AB ve Türk hukuku gibi dünyanın pek çok bölgesindeki farklı hukuk sistemlerinde, belirli ciro eşiklerini geçen birleşme ve devralma işlemlerinin gerçekleştirilmeden önce ilgili rekabet otoritelerine bildirilmesi zorunlu kılınmıştır.
Rekabet hukuku alanının gelişmesiyle birlikte, etkin rekabeti önemli ölçüde sekteye uğratıcı etkiler doğuran işlemlerin tümden yasaklanması yerine teşebbüslerin birtakım taahhütlerde bulunması yoluyla şartlı izin vererek birleşme ve/veya devralma iradesinin korunmasına imkân tanınmıştır. Böylece inceleme neticesinde izin ve ret ihtimalleri ile birlikte şartlı izin olarak adlandırılan üçüncü bir seçenek ortaya çıkmıştır.

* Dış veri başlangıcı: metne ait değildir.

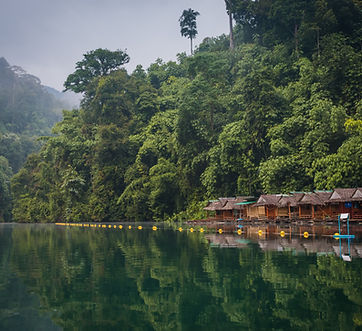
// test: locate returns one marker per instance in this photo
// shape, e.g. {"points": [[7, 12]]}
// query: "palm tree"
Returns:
{"points": [[188, 24]]}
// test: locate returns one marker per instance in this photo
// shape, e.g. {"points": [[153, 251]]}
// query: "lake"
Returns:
{"points": [[75, 278]]}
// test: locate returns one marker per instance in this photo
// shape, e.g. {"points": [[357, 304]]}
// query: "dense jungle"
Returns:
{"points": [[273, 107]]}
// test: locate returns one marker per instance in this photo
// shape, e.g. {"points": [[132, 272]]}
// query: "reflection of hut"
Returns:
{"points": [[314, 205], [346, 200], [267, 206]]}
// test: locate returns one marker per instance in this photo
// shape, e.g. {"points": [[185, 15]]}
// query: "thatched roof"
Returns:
{"points": [[324, 196], [213, 205], [268, 200], [221, 204], [318, 198], [291, 200], [342, 194]]}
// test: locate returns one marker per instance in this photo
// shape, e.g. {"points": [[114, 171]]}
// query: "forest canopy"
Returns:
{"points": [[280, 112]]}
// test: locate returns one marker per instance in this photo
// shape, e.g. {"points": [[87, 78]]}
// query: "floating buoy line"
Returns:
{"points": [[238, 230]]}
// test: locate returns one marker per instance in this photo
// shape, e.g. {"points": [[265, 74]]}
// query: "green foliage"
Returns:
{"points": [[280, 113], [188, 24], [99, 62]]}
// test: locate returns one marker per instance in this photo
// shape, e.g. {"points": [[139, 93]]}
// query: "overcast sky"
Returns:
{"points": [[47, 37]]}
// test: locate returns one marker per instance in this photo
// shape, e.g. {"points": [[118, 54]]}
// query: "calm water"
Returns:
{"points": [[61, 278]]}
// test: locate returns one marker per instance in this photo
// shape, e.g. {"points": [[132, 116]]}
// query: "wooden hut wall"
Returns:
{"points": [[283, 211]]}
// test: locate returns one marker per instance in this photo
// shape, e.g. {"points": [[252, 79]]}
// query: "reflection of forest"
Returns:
{"points": [[166, 280], [297, 244], [19, 309]]}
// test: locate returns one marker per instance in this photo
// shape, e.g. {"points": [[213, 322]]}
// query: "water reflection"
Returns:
{"points": [[111, 279]]}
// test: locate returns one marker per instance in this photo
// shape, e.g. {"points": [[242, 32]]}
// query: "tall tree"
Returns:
{"points": [[188, 24], [229, 4], [99, 62]]}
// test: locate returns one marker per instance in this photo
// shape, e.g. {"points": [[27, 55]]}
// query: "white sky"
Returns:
{"points": [[47, 37]]}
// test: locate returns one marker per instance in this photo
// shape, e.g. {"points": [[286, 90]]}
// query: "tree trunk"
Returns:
{"points": [[296, 40], [231, 30], [318, 46]]}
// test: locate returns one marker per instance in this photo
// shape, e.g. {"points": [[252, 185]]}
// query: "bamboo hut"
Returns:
{"points": [[288, 205], [266, 206], [314, 205], [346, 200]]}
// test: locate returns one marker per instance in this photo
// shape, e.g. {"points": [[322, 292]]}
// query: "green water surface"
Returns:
{"points": [[62, 278]]}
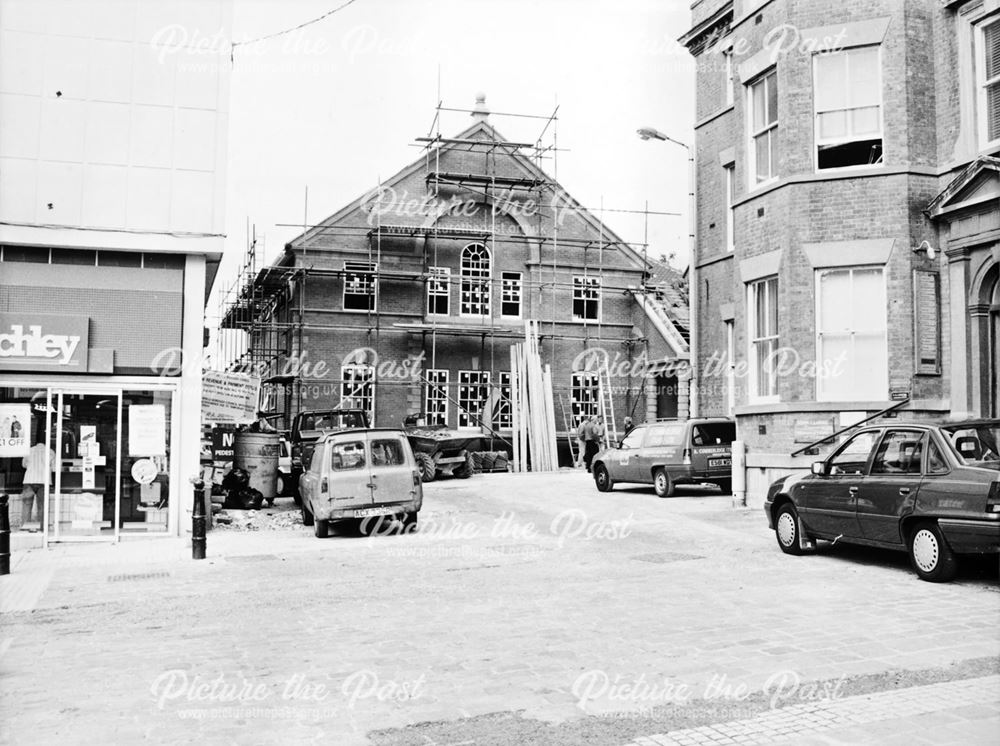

Bu çalışmada, AB ve Türk rekabet hukuku sistemlerinde birleşme ve devralmaların denetlenmesi süreci mevzuat, doktrin ve örnek kararlar üzerinden karşılaştırmalı olarak ele alınmıştır. Yoğunlaşma denetimlerinin en çetrefilli kısımlarından olan taahhüt ve şartlı izin uygulaması, her iki hukuk sisteminde taahhütlerin taşıması gereken nitelikler, ret veya kabul edilen taahhüt örnekleri, Avrupa Komisyonu ile Rekabet Kurumu'nun yaklaşımları, Kılavuzlarda sunulan kriterler, doktrinsel eleştiriler, uygulamadaki sıkıntılar merkeze alınarak detaylıca incelenmiştir.
Ayrıca, 4054 sayılı Rekabetin Korunması Hakkında Kanun'da 16 Haziran 2020 tarihinde yapılan değişikliğin birleşme ve devralma denetimleri üzerine etkileri de irdelenmiştir. Kurul'un kanun değişikliği sonrası vermiş olduğu güncel kararlar, yine AB hukukunun ortaya koyduğu ilkeler ışığında mercek altına alınmıştır.